Gilbert and George presentano un’opera super minimalista (d’altra parte già avevano loro dedicato un’ampia sala tre edizioni fa, mi pare). Una foto intitolata “We are only human sculpture”, ehm come dire ce n’eravamo accorti…
Simon Starling presenta un video dedicato ai processi industriali, il “ritratto di un’azienda”.
Diverse installazioni site specific di George Adeagbo con ritagli di vecchi giornali che mi sono sembrate terribilmente fuori tempo, sono cose che si vedevano decine di anni fa.
Alcuni bei disegni in lapis di Toba Khedoori.
Una grande sala con enormi fiori di pongo di Nathalie Djurberg che ti fanno sentire un puffo. Francamente mi hanno lasciata abbastanza indifferente, ancora una volta si torna all’infanzia.
Infine vorrei spende due parole sulla scelta di inserire anche alcuni disegni di Gordon Matta Clark. Matta Clark è stato un artista molto importante negli anni ’70 (è morto nel 1978). Il suo lavoro si caratterizzava per interventi architettonici in case diroccate nelle periferie delle grandi città americane. E’ famoso per il suo "taglio di edifici", una serie di lavori eseguiti su edifici abbandonati nei quali rimosse artisticamente sezioni di pavimenti, soffitti, e muri.
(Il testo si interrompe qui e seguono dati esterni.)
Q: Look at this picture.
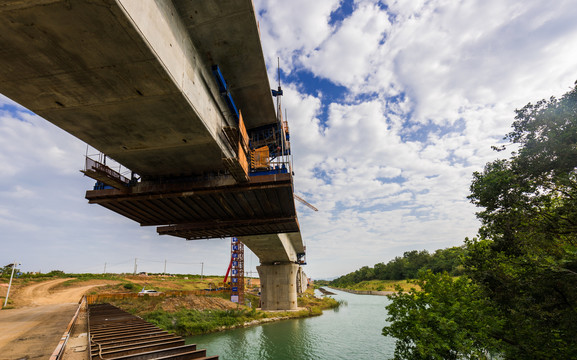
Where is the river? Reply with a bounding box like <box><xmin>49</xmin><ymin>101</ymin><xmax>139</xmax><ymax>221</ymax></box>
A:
<box><xmin>187</xmin><ymin>289</ymin><xmax>395</xmax><ymax>360</ymax></box>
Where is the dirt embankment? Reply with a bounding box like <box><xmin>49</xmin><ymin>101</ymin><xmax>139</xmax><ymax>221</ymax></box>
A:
<box><xmin>0</xmin><ymin>279</ymin><xmax>116</xmax><ymax>359</ymax></box>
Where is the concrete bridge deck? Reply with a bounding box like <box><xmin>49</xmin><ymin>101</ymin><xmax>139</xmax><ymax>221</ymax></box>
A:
<box><xmin>0</xmin><ymin>0</ymin><xmax>304</xmax><ymax>310</ymax></box>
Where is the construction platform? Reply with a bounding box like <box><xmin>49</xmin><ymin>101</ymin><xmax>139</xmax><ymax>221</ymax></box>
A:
<box><xmin>88</xmin><ymin>304</ymin><xmax>218</xmax><ymax>360</ymax></box>
<box><xmin>86</xmin><ymin>173</ymin><xmax>299</xmax><ymax>240</ymax></box>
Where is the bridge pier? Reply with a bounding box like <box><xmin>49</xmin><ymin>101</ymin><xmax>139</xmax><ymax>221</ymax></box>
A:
<box><xmin>256</xmin><ymin>263</ymin><xmax>300</xmax><ymax>310</ymax></box>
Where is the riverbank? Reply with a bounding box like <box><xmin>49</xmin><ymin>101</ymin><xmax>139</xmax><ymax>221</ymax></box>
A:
<box><xmin>111</xmin><ymin>289</ymin><xmax>341</xmax><ymax>336</ymax></box>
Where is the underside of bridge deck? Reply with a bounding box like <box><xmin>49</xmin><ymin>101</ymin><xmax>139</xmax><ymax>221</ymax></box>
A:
<box><xmin>86</xmin><ymin>174</ymin><xmax>299</xmax><ymax>239</ymax></box>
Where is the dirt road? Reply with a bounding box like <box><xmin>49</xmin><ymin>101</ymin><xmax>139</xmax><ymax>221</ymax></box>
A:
<box><xmin>0</xmin><ymin>279</ymin><xmax>117</xmax><ymax>360</ymax></box>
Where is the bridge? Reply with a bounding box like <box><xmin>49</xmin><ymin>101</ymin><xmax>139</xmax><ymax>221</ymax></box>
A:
<box><xmin>0</xmin><ymin>0</ymin><xmax>305</xmax><ymax>310</ymax></box>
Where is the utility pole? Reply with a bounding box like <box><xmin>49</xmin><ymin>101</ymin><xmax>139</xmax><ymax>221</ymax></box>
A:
<box><xmin>4</xmin><ymin>261</ymin><xmax>18</xmax><ymax>307</ymax></box>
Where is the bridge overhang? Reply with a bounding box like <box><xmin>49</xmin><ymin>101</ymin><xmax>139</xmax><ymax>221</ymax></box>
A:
<box><xmin>86</xmin><ymin>173</ymin><xmax>300</xmax><ymax>245</ymax></box>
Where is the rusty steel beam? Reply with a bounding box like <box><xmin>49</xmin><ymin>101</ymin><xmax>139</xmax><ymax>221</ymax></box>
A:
<box><xmin>156</xmin><ymin>217</ymin><xmax>299</xmax><ymax>240</ymax></box>
<box><xmin>88</xmin><ymin>304</ymin><xmax>218</xmax><ymax>360</ymax></box>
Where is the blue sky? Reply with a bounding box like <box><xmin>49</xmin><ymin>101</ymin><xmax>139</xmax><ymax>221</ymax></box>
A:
<box><xmin>0</xmin><ymin>0</ymin><xmax>577</xmax><ymax>278</ymax></box>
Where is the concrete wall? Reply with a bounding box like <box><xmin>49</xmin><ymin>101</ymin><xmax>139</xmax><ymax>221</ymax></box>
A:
<box><xmin>256</xmin><ymin>264</ymin><xmax>299</xmax><ymax>310</ymax></box>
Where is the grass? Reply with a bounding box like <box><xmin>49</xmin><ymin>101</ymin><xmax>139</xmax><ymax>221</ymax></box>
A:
<box><xmin>107</xmin><ymin>288</ymin><xmax>343</xmax><ymax>336</ymax></box>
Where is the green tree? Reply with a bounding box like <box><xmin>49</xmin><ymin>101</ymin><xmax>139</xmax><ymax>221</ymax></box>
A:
<box><xmin>383</xmin><ymin>270</ymin><xmax>502</xmax><ymax>360</ymax></box>
<box><xmin>466</xmin><ymin>82</ymin><xmax>577</xmax><ymax>359</ymax></box>
<box><xmin>384</xmin><ymin>83</ymin><xmax>577</xmax><ymax>359</ymax></box>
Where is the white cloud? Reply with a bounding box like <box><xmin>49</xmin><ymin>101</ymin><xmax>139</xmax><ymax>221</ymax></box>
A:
<box><xmin>257</xmin><ymin>0</ymin><xmax>577</xmax><ymax>276</ymax></box>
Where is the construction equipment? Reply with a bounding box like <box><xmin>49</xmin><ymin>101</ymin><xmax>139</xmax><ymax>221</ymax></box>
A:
<box><xmin>224</xmin><ymin>237</ymin><xmax>244</xmax><ymax>305</ymax></box>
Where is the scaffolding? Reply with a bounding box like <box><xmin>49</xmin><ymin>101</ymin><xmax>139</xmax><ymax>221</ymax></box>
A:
<box><xmin>230</xmin><ymin>237</ymin><xmax>244</xmax><ymax>305</ymax></box>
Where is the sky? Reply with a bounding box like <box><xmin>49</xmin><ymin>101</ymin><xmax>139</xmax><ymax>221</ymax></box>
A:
<box><xmin>0</xmin><ymin>0</ymin><xmax>577</xmax><ymax>279</ymax></box>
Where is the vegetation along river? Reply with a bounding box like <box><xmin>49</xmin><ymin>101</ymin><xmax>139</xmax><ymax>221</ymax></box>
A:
<box><xmin>187</xmin><ymin>289</ymin><xmax>395</xmax><ymax>360</ymax></box>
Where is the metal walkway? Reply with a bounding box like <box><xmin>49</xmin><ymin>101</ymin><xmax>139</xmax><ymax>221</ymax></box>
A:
<box><xmin>88</xmin><ymin>304</ymin><xmax>218</xmax><ymax>360</ymax></box>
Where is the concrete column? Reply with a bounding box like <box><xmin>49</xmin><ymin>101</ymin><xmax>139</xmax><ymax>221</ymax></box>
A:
<box><xmin>256</xmin><ymin>263</ymin><xmax>299</xmax><ymax>310</ymax></box>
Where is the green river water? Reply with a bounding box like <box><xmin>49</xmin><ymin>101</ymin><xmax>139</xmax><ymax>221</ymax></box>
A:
<box><xmin>187</xmin><ymin>289</ymin><xmax>395</xmax><ymax>360</ymax></box>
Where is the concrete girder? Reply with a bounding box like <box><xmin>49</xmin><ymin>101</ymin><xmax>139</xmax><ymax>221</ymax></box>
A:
<box><xmin>0</xmin><ymin>0</ymin><xmax>275</xmax><ymax>176</ymax></box>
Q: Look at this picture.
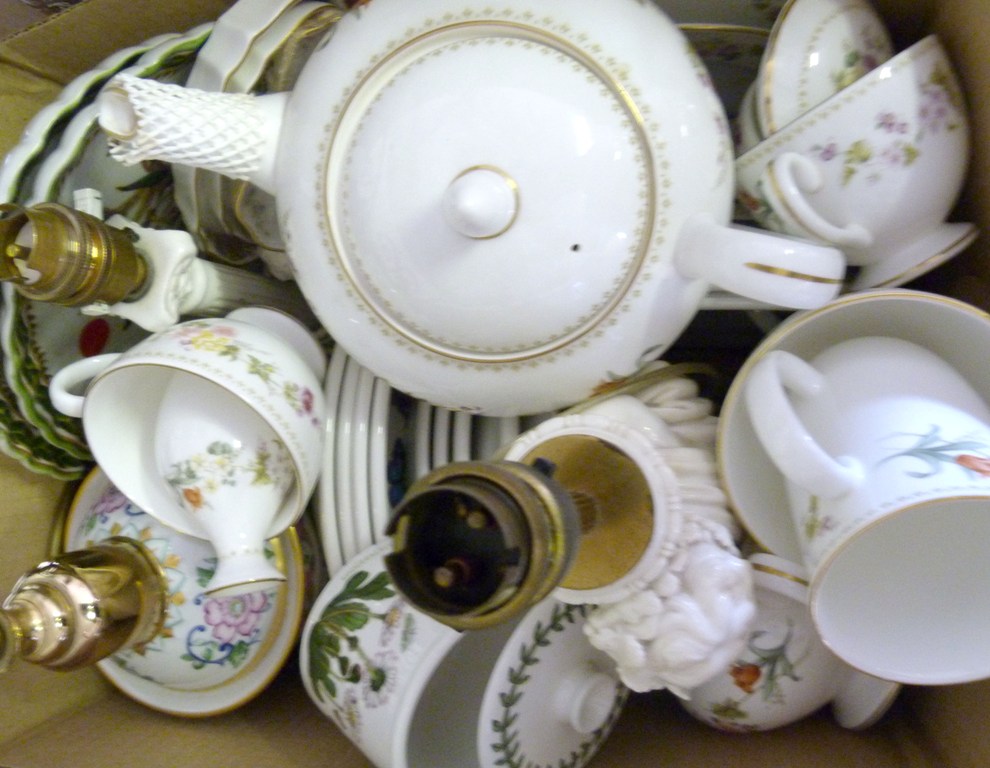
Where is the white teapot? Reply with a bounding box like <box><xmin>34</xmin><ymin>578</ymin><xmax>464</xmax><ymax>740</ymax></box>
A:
<box><xmin>100</xmin><ymin>0</ymin><xmax>845</xmax><ymax>415</ymax></box>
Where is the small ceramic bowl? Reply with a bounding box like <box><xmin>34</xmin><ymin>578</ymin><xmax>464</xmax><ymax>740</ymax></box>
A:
<box><xmin>300</xmin><ymin>541</ymin><xmax>626</xmax><ymax>768</ymax></box>
<box><xmin>681</xmin><ymin>554</ymin><xmax>900</xmax><ymax>731</ymax></box>
<box><xmin>736</xmin><ymin>35</ymin><xmax>976</xmax><ymax>290</ymax></box>
<box><xmin>756</xmin><ymin>0</ymin><xmax>894</xmax><ymax>136</ymax></box>
<box><xmin>64</xmin><ymin>468</ymin><xmax>305</xmax><ymax>717</ymax></box>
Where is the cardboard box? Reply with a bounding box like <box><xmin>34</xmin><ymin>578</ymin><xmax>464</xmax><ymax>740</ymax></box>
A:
<box><xmin>0</xmin><ymin>0</ymin><xmax>990</xmax><ymax>768</ymax></box>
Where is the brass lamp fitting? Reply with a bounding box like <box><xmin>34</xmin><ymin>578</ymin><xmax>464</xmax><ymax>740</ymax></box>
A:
<box><xmin>385</xmin><ymin>461</ymin><xmax>580</xmax><ymax>629</ymax></box>
<box><xmin>0</xmin><ymin>537</ymin><xmax>168</xmax><ymax>670</ymax></box>
<box><xmin>0</xmin><ymin>203</ymin><xmax>148</xmax><ymax>307</ymax></box>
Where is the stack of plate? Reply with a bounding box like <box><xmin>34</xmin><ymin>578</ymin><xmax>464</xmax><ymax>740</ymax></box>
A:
<box><xmin>314</xmin><ymin>346</ymin><xmax>548</xmax><ymax>573</ymax></box>
<box><xmin>0</xmin><ymin>24</ymin><xmax>212</xmax><ymax>479</ymax></box>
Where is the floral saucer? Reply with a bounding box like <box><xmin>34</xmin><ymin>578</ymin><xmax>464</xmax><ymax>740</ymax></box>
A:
<box><xmin>478</xmin><ymin>598</ymin><xmax>628</xmax><ymax>768</ymax></box>
<box><xmin>64</xmin><ymin>468</ymin><xmax>305</xmax><ymax>717</ymax></box>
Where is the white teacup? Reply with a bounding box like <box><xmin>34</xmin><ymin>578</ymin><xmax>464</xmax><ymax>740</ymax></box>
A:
<box><xmin>50</xmin><ymin>307</ymin><xmax>326</xmax><ymax>594</ymax></box>
<box><xmin>62</xmin><ymin>467</ymin><xmax>309</xmax><ymax>717</ymax></box>
<box><xmin>736</xmin><ymin>36</ymin><xmax>975</xmax><ymax>289</ymax></box>
<box><xmin>681</xmin><ymin>553</ymin><xmax>900</xmax><ymax>731</ymax></box>
<box><xmin>744</xmin><ymin>336</ymin><xmax>990</xmax><ymax>684</ymax></box>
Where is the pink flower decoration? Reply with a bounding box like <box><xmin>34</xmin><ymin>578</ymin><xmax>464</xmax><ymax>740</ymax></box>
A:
<box><xmin>203</xmin><ymin>592</ymin><xmax>268</xmax><ymax>643</ymax></box>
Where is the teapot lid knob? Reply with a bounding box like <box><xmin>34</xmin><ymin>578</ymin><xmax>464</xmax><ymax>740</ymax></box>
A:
<box><xmin>443</xmin><ymin>165</ymin><xmax>519</xmax><ymax>240</ymax></box>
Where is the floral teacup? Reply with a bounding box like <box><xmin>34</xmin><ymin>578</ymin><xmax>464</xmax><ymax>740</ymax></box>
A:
<box><xmin>64</xmin><ymin>468</ymin><xmax>304</xmax><ymax>715</ymax></box>
<box><xmin>744</xmin><ymin>336</ymin><xmax>990</xmax><ymax>684</ymax></box>
<box><xmin>50</xmin><ymin>307</ymin><xmax>326</xmax><ymax>591</ymax></box>
<box><xmin>681</xmin><ymin>553</ymin><xmax>900</xmax><ymax>731</ymax></box>
<box><xmin>736</xmin><ymin>36</ymin><xmax>975</xmax><ymax>289</ymax></box>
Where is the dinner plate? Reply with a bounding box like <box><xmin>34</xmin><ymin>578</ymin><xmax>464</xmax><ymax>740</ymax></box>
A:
<box><xmin>412</xmin><ymin>400</ymin><xmax>433</xmax><ymax>481</ymax></box>
<box><xmin>0</xmin><ymin>32</ymin><xmax>179</xmax><ymax>203</ymax></box>
<box><xmin>450</xmin><ymin>411</ymin><xmax>474</xmax><ymax>461</ymax></box>
<box><xmin>313</xmin><ymin>344</ymin><xmax>348</xmax><ymax>575</ymax></box>
<box><xmin>333</xmin><ymin>357</ymin><xmax>361</xmax><ymax>564</ymax></box>
<box><xmin>351</xmin><ymin>360</ymin><xmax>375</xmax><ymax>552</ymax></box>
<box><xmin>430</xmin><ymin>407</ymin><xmax>453</xmax><ymax>469</ymax></box>
<box><xmin>368</xmin><ymin>376</ymin><xmax>396</xmax><ymax>542</ymax></box>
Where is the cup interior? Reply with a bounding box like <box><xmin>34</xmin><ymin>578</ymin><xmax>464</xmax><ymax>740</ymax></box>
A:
<box><xmin>811</xmin><ymin>497</ymin><xmax>990</xmax><ymax>685</ymax></box>
<box><xmin>716</xmin><ymin>289</ymin><xmax>990</xmax><ymax>563</ymax></box>
<box><xmin>406</xmin><ymin>621</ymin><xmax>518</xmax><ymax>768</ymax></box>
<box><xmin>83</xmin><ymin>364</ymin><xmax>305</xmax><ymax>538</ymax></box>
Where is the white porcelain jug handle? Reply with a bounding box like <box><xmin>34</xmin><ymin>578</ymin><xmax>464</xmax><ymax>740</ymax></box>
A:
<box><xmin>48</xmin><ymin>352</ymin><xmax>120</xmax><ymax>418</ymax></box>
<box><xmin>760</xmin><ymin>152</ymin><xmax>873</xmax><ymax>248</ymax></box>
<box><xmin>675</xmin><ymin>213</ymin><xmax>846</xmax><ymax>309</ymax></box>
<box><xmin>744</xmin><ymin>350</ymin><xmax>865</xmax><ymax>499</ymax></box>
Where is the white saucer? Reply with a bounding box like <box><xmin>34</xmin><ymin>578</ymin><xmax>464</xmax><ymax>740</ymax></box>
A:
<box><xmin>830</xmin><ymin>670</ymin><xmax>902</xmax><ymax>731</ymax></box>
<box><xmin>716</xmin><ymin>288</ymin><xmax>990</xmax><ymax>563</ymax></box>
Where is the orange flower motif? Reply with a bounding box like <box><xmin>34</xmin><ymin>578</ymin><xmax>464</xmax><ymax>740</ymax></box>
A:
<box><xmin>956</xmin><ymin>453</ymin><xmax>990</xmax><ymax>477</ymax></box>
<box><xmin>729</xmin><ymin>664</ymin><xmax>761</xmax><ymax>693</ymax></box>
<box><xmin>182</xmin><ymin>488</ymin><xmax>203</xmax><ymax>509</ymax></box>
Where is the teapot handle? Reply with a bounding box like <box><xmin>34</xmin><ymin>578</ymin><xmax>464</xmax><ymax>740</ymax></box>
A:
<box><xmin>744</xmin><ymin>350</ymin><xmax>864</xmax><ymax>499</ymax></box>
<box><xmin>760</xmin><ymin>152</ymin><xmax>873</xmax><ymax>248</ymax></box>
<box><xmin>674</xmin><ymin>214</ymin><xmax>846</xmax><ymax>309</ymax></box>
<box><xmin>48</xmin><ymin>352</ymin><xmax>120</xmax><ymax>418</ymax></box>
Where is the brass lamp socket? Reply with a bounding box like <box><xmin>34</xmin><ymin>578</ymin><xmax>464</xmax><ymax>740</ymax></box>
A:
<box><xmin>385</xmin><ymin>461</ymin><xmax>581</xmax><ymax>630</ymax></box>
<box><xmin>0</xmin><ymin>203</ymin><xmax>148</xmax><ymax>307</ymax></box>
<box><xmin>0</xmin><ymin>537</ymin><xmax>168</xmax><ymax>670</ymax></box>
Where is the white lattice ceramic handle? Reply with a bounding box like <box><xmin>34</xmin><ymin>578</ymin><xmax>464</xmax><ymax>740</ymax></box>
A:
<box><xmin>97</xmin><ymin>74</ymin><xmax>287</xmax><ymax>192</ymax></box>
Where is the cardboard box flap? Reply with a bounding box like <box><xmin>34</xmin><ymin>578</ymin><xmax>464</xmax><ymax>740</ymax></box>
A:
<box><xmin>0</xmin><ymin>0</ymin><xmax>230</xmax><ymax>156</ymax></box>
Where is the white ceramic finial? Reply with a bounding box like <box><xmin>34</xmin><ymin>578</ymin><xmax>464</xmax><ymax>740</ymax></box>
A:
<box><xmin>443</xmin><ymin>166</ymin><xmax>519</xmax><ymax>240</ymax></box>
<box><xmin>555</xmin><ymin>670</ymin><xmax>616</xmax><ymax>734</ymax></box>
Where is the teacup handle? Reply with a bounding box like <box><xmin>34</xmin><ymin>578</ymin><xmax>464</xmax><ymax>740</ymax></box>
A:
<box><xmin>675</xmin><ymin>213</ymin><xmax>846</xmax><ymax>309</ymax></box>
<box><xmin>760</xmin><ymin>152</ymin><xmax>873</xmax><ymax>248</ymax></box>
<box><xmin>48</xmin><ymin>352</ymin><xmax>120</xmax><ymax>418</ymax></box>
<box><xmin>744</xmin><ymin>350</ymin><xmax>865</xmax><ymax>499</ymax></box>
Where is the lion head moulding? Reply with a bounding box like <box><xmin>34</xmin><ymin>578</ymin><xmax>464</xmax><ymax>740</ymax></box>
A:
<box><xmin>99</xmin><ymin>0</ymin><xmax>845</xmax><ymax>415</ymax></box>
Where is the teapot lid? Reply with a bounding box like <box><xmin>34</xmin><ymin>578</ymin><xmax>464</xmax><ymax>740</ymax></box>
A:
<box><xmin>277</xmin><ymin>0</ymin><xmax>732</xmax><ymax>415</ymax></box>
<box><xmin>326</xmin><ymin>21</ymin><xmax>657</xmax><ymax>363</ymax></box>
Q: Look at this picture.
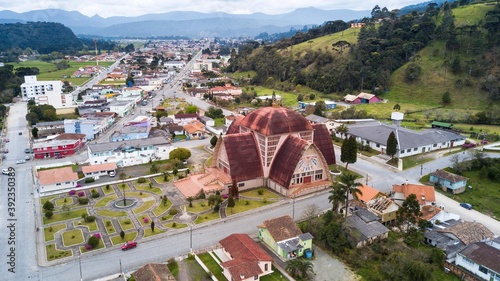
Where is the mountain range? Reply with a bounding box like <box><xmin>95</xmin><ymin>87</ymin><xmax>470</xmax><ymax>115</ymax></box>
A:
<box><xmin>0</xmin><ymin>7</ymin><xmax>371</xmax><ymax>38</ymax></box>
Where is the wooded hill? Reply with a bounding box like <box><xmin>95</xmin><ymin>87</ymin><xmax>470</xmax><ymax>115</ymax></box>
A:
<box><xmin>228</xmin><ymin>1</ymin><xmax>500</xmax><ymax>124</ymax></box>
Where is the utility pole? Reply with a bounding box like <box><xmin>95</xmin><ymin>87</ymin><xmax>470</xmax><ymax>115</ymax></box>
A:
<box><xmin>78</xmin><ymin>254</ymin><xmax>83</xmax><ymax>281</ymax></box>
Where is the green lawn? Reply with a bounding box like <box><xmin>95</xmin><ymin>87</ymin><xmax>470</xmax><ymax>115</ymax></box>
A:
<box><xmin>118</xmin><ymin>218</ymin><xmax>134</xmax><ymax>231</ymax></box>
<box><xmin>186</xmin><ymin>199</ymin><xmax>212</xmax><ymax>213</ymax></box>
<box><xmin>194</xmin><ymin>212</ymin><xmax>220</xmax><ymax>224</ymax></box>
<box><xmin>137</xmin><ymin>214</ymin><xmax>151</xmax><ymax>226</ymax></box>
<box><xmin>96</xmin><ymin>210</ymin><xmax>127</xmax><ymax>218</ymax></box>
<box><xmin>45</xmin><ymin>244</ymin><xmax>71</xmax><ymax>261</ymax></box>
<box><xmin>73</xmin><ymin>219</ymin><xmax>98</xmax><ymax>232</ymax></box>
<box><xmin>164</xmin><ymin>222</ymin><xmax>187</xmax><ymax>229</ymax></box>
<box><xmin>111</xmin><ymin>231</ymin><xmax>137</xmax><ymax>245</ymax></box>
<box><xmin>43</xmin><ymin>223</ymin><xmax>66</xmax><ymax>242</ymax></box>
<box><xmin>198</xmin><ymin>253</ymin><xmax>227</xmax><ymax>281</ymax></box>
<box><xmin>43</xmin><ymin>208</ymin><xmax>88</xmax><ymax>224</ymax></box>
<box><xmin>102</xmin><ymin>220</ymin><xmax>116</xmax><ymax>234</ymax></box>
<box><xmin>153</xmin><ymin>199</ymin><xmax>172</xmax><ymax>217</ymax></box>
<box><xmin>94</xmin><ymin>194</ymin><xmax>118</xmax><ymax>208</ymax></box>
<box><xmin>144</xmin><ymin>227</ymin><xmax>165</xmax><ymax>237</ymax></box>
<box><xmin>240</xmin><ymin>187</ymin><xmax>281</xmax><ymax>198</ymax></box>
<box><xmin>226</xmin><ymin>199</ymin><xmax>273</xmax><ymax>215</ymax></box>
<box><xmin>133</xmin><ymin>200</ymin><xmax>156</xmax><ymax>214</ymax></box>
<box><xmin>134</xmin><ymin>184</ymin><xmax>163</xmax><ymax>195</ymax></box>
<box><xmin>62</xmin><ymin>229</ymin><xmax>84</xmax><ymax>247</ymax></box>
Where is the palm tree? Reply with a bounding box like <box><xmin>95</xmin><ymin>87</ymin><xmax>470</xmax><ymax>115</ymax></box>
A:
<box><xmin>338</xmin><ymin>173</ymin><xmax>363</xmax><ymax>217</ymax></box>
<box><xmin>328</xmin><ymin>183</ymin><xmax>346</xmax><ymax>213</ymax></box>
<box><xmin>335</xmin><ymin>124</ymin><xmax>349</xmax><ymax>139</ymax></box>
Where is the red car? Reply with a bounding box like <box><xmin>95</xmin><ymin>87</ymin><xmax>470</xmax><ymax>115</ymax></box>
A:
<box><xmin>122</xmin><ymin>241</ymin><xmax>137</xmax><ymax>251</ymax></box>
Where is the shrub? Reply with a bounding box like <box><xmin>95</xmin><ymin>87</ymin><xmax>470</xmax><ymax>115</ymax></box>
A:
<box><xmin>45</xmin><ymin>211</ymin><xmax>54</xmax><ymax>219</ymax></box>
<box><xmin>85</xmin><ymin>178</ymin><xmax>95</xmax><ymax>183</ymax></box>
<box><xmin>87</xmin><ymin>236</ymin><xmax>99</xmax><ymax>249</ymax></box>
<box><xmin>43</xmin><ymin>201</ymin><xmax>54</xmax><ymax>211</ymax></box>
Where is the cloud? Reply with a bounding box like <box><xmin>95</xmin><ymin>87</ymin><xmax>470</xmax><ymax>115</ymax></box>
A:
<box><xmin>0</xmin><ymin>0</ymin><xmax>421</xmax><ymax>18</ymax></box>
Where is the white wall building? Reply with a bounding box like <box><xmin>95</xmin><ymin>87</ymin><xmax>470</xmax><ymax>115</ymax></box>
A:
<box><xmin>21</xmin><ymin>75</ymin><xmax>73</xmax><ymax>109</ymax></box>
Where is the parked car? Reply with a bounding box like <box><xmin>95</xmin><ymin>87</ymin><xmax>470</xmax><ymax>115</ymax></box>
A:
<box><xmin>122</xmin><ymin>241</ymin><xmax>137</xmax><ymax>251</ymax></box>
<box><xmin>460</xmin><ymin>203</ymin><xmax>472</xmax><ymax>210</ymax></box>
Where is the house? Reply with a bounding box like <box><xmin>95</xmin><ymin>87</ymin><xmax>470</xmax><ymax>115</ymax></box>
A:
<box><xmin>347</xmin><ymin>122</ymin><xmax>466</xmax><ymax>158</ymax></box>
<box><xmin>358</xmin><ymin>184</ymin><xmax>399</xmax><ymax>224</ymax></box>
<box><xmin>132</xmin><ymin>263</ymin><xmax>176</xmax><ymax>281</ymax></box>
<box><xmin>258</xmin><ymin>215</ymin><xmax>313</xmax><ymax>259</ymax></box>
<box><xmin>183</xmin><ymin>120</ymin><xmax>206</xmax><ymax>139</ymax></box>
<box><xmin>37</xmin><ymin>167</ymin><xmax>78</xmax><ymax>193</ymax></box>
<box><xmin>429</xmin><ymin>170</ymin><xmax>468</xmax><ymax>194</ymax></box>
<box><xmin>209</xmin><ymin>107</ymin><xmax>335</xmax><ymax>196</ymax></box>
<box><xmin>219</xmin><ymin>234</ymin><xmax>273</xmax><ymax>281</ymax></box>
<box><xmin>424</xmin><ymin>220</ymin><xmax>494</xmax><ymax>262</ymax></box>
<box><xmin>344</xmin><ymin>92</ymin><xmax>382</xmax><ymax>104</ymax></box>
<box><xmin>82</xmin><ymin>162</ymin><xmax>117</xmax><ymax>177</ymax></box>
<box><xmin>342</xmin><ymin>208</ymin><xmax>390</xmax><ymax>248</ymax></box>
<box><xmin>392</xmin><ymin>183</ymin><xmax>436</xmax><ymax>206</ymax></box>
<box><xmin>32</xmin><ymin>134</ymin><xmax>87</xmax><ymax>159</ymax></box>
<box><xmin>87</xmin><ymin>137</ymin><xmax>175</xmax><ymax>167</ymax></box>
<box><xmin>455</xmin><ymin>242</ymin><xmax>500</xmax><ymax>281</ymax></box>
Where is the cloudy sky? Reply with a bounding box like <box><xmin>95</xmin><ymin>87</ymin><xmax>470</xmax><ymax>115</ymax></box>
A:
<box><xmin>0</xmin><ymin>0</ymin><xmax>426</xmax><ymax>17</ymax></box>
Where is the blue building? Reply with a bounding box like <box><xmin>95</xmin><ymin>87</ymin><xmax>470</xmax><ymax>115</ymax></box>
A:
<box><xmin>429</xmin><ymin>170</ymin><xmax>468</xmax><ymax>194</ymax></box>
E’ stato eccezionale, un artista avanti di decenni. Io mi chiedo che senso ha proporre alcuni disegni? E’ un artista che avrebbe meritato ben altro spazio e considerazione e magari anche un premio alla carriera (voglio dire se l’hanno dato a Yoko Ono…).
ALLESTIMENTO
Quest’anno l’allestimento è stato molto curato, forse più di sempre. Il ristorante di Tobias Rehberger, il book shop di Rirkrit Tiravanija e lo spazio educational di Massimo Bartolini sono spazi molto belli e funzionali. Complimenti, davvero un ottimo lavoro.
EVENTI COLLATERALI
Sono molti e probabilmente alcuni anche di buona qualità, se fate in tempo non perdetevi punta della dogana con la collezione di Pinault con la statua del ragazzino con la rana che ha dato tanto fastidio ai giornali (Boy with Frog di Charles Ray).